Simplest possible extension method compiled from other answers and the article referenced by the accepted asnwer:

public static async Task ParallelForEachAsync<T>(this IEnumerable<T> source, Func<T, Task> asyncAction, int maxDegreeOfParallelism)
{
    var throttler = new SemaphoreSlim(initialCount: maxDegreeOfParallelism);
    var tasks = source.Select(async item =>
    {
        await throttler.WaitAsync();
        try
        {
            await asyncAction(item).ConfigureAwait(false);
        }
        finally
        {
            throttler.Release();
        }
    });
    await Task.WhenAll(tasks);
}

UPDATE: here's a simple modification that also supports a cancellation token like requested in the comments (untested)

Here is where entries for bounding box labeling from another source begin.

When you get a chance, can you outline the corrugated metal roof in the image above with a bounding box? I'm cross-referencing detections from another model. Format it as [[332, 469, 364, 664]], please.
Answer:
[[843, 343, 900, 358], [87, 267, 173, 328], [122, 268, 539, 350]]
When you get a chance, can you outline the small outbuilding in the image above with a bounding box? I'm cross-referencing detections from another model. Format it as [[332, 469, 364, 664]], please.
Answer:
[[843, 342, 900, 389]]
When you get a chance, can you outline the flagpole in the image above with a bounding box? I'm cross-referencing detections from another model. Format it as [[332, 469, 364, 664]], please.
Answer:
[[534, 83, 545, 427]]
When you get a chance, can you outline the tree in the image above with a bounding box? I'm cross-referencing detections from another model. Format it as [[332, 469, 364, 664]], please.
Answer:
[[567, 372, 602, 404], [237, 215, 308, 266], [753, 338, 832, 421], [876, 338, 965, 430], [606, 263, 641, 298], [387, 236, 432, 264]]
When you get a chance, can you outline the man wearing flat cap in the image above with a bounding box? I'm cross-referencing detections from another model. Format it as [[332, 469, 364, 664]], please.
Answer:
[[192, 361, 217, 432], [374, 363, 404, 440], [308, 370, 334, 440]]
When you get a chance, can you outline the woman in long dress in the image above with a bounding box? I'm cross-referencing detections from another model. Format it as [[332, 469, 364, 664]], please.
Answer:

public static async Task ParallelForEachAsync<T>(this IEnumerable<T> source, Func<T, CancellationToken, Task> asyncAction, int maxDegreeOfParallelism, CancellationToken cancellationToken)
{
    var throttler = new SemaphoreSlim(initialCount: maxDegreeOfParallelism);
    var tasks = source.Select(async item =>
    {
        await throttler.WaitAsync(cancellationToken);
        if (cancellationToken.IsCancellationRequested) return;

        try
        {
            await asyncAction(item, cancellationToken).ConfigureAwait(false);
        }
        finally
        {
            throttler.Release();
        }
    });
    await Task.WhenAll(tasks);
}
Alex from Jitbit
  • 53,710
  • 19
  • 160
  • 149
  • I would upvote it, but I don't like the arbitrary `int maxDegreeOfParallelism = 10`. Better let the user specify the level of concurrency explicitly. You could also consider adding a `.ConfigureAwait(false)` after the `asyncAction(item)` (but not after the `throttler.WaitAsync()`). – Theodor Zoulias Mar 15 '21 at 10:10
  • 2
    @TheodorZoulias both good points, edited. Also working on an variant that supports a `cancellationToken` will post it later. – Alex from Jitbit Mar 15 '21 at 10:24
  • 1
    It is worth noting that most solutions based on `Task.WhenAll` are only suitable for a relatively small number of tasks, or for `asyncAction`s that are guaranteed not to throw. Otherwise it can be very frustrating to wait half an hour for the completion of 10,000 tasks, and just receive an exception as a result (that could have been thrown by the very first task). – Theodor Zoulias Mar 15 '21 at 11:47
  • 1
    This is NOT a robust solution for 2 reasons. First, if exception thrown it will not terminate the loop. Second, `throttler` is not disposed. – zmechanic Jan 07 '22 at 11:42
  • @zmechanic I think it's up to the developer whether or not to abort the loop on exception. – Alex from Jitbit Jan 07 '22 at 17:40
  • @Alex from Jitbit agree, but it's not stated in your answer, and LINQ behavior (as you do it) is different to `foreach` in this aspect. In LINQ, the exception will not terminate enumeration. – zmechanic Jan 11 '22 at 18:05
  • could you show how to add cancelationToken... @AlexfromJitbit I did ` foreach (var item in enumerable) { ct.ThrowIfCancellationRequested();` but feel like it could maybe also be passed to the Task.Run and when 0 maxDegreeOfParallelism it should also be factored.... could you assist in this regard – Seabizkit Jan 11 '22 at 20:52
  • @zmechanic regarding the `throttler` not being disposed, I agree that it should (by adding a `using` before the `var throttler`), but it's not a deal breaker: [Do I need to Dispose a SemaphoreSlim](https://stackoverflow.com/questions/32033416/do-i-need-to-dispose-a-semaphoreslim). – Theodor Zoulias Mar 17 '22 at 16:41
  • The `if (cancellationToken.IsCancellationRequested) return;` is not needed. Theoretically it could result in the `Task` completing successfully instead of being canceled, without doing all the work. – Theodor Zoulias Apr 24 '22 at 17:38
  • Async does not equals parallel. There is no parallelism in this code, unless I am missing something. It seems you assume `asyncAction` will somehow run on a different thread but that is not guaranteed. Javascript is a good example of asyncronous but single threaded execution. You never know what kind of scheduler the async job will run on. There is a deadlock hidden here. – Thanasis Ioannidis Oct 07 '22 at 12:49
5

My lightweight implementation of ParallelForEach async.

Features:

  1. Throttling (max degree of parallelism).
  2. Exception handling (aggregation exception will be thrown at completion).
  3. Memory efficient (no need to store the list of tasks).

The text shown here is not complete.